In this study, the absence of specific rheumatological disease in HCV patients may be explained by several factors as Kerr et al 29 suggested. Firstly, the numbers in this study may have been too small to detect the disorders. Secondly, the duration of HCV infection may be of importance for the development of mixed cryoglobulinaemia and patients with longer periods of infection may be more likely to develop symptoms20 but unfortunately it is very difficult to establish onset of HCV infection, thus the disease duration generally cannot be defined. Thirdly, the majority of patients with essential mixed cryoglobulinaemia have type II cryoglobulins.30 In contrast, cryoglobulins identified by immunofixation were type III in our study.

In Western Europe and the United States, HCV infection is predominantly caused by genotypes 1a, 1b, 2b, and 3a, with some variation in frequency.16 18 And in Japan and Taiwan, genotypes 1b, 2a, and 2b are seen most frequently.31 32 Although the HCV genotypes in Korean patients were not well studied, genotypes 1b and 2a were seen frequently in our study and this result was similar to the result of Japanese HCV patients.17 The role of HCV genotypes in mixed cryoglobulinaemia is unclear, but cryoglobulin seems to be independent on HCV genotype.10 22 32 Distribution of the viral genotype did not differ in both of the groups we examined.

We measured HCV-RNA concentration by quantitative PCR and compared HCV-RNA concentration in cryoprecipitates with that in supernatants. We also examined the prevalence of cryoglobulinaemia in patients with hepatitis B virus infection. Although there was no statistical difference, HCV-RNA concentration was higher in HCV cryoglobulinaemia positive patients than in HCV cryoglobulinaemia negative patients (10 (5) compared with 10 (4) copies/ml, p > 0.05)(data not shown). HCV-RNA was concentrated 10 to 100 times in cryoprecipitates more than in supernatants of the selected four HCV patients (data not shown). Cryoglobulin was present in three of the 23 (13%) patients with hepatitis B virus infection (data not shown). These data suggest that HCV infection can be implicated in cryoglobulinaemia.

In conclusion, the prevalence of cryoglobulinaemia in Korean HCV patients was similar to results from other studies. There was no specific rheumatic disease that developed in our HCV patients.

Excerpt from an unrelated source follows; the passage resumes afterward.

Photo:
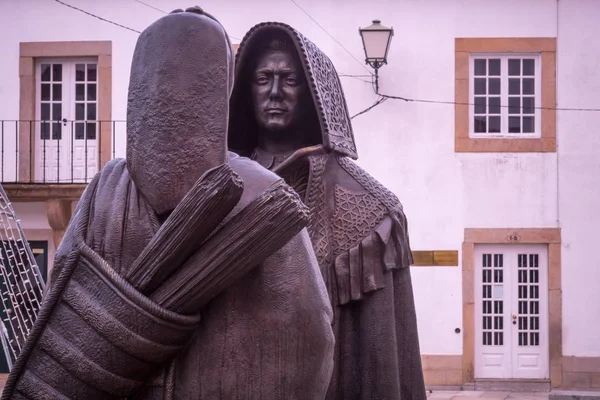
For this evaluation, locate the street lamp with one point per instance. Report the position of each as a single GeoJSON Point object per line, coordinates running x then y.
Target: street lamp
{"type": "Point", "coordinates": [376, 43]}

Although the rheumatological manifestations were also not different between the HCV patients with and those without cryoglobulinaemia, HCV patients showed various rheumatological symptoms. This study suggests that HCV infection should be considered as one of the causes in patients with unexplained rheumatological symptoms.

Acknowledgments

A portion of this work was presented at the 61st National Scientific Meeting of the American College of Rheumatology, Washington, DC, November 8–12, 1997, and has been published in abstract form in Arthritis and Rheumatism 1997;40:S371.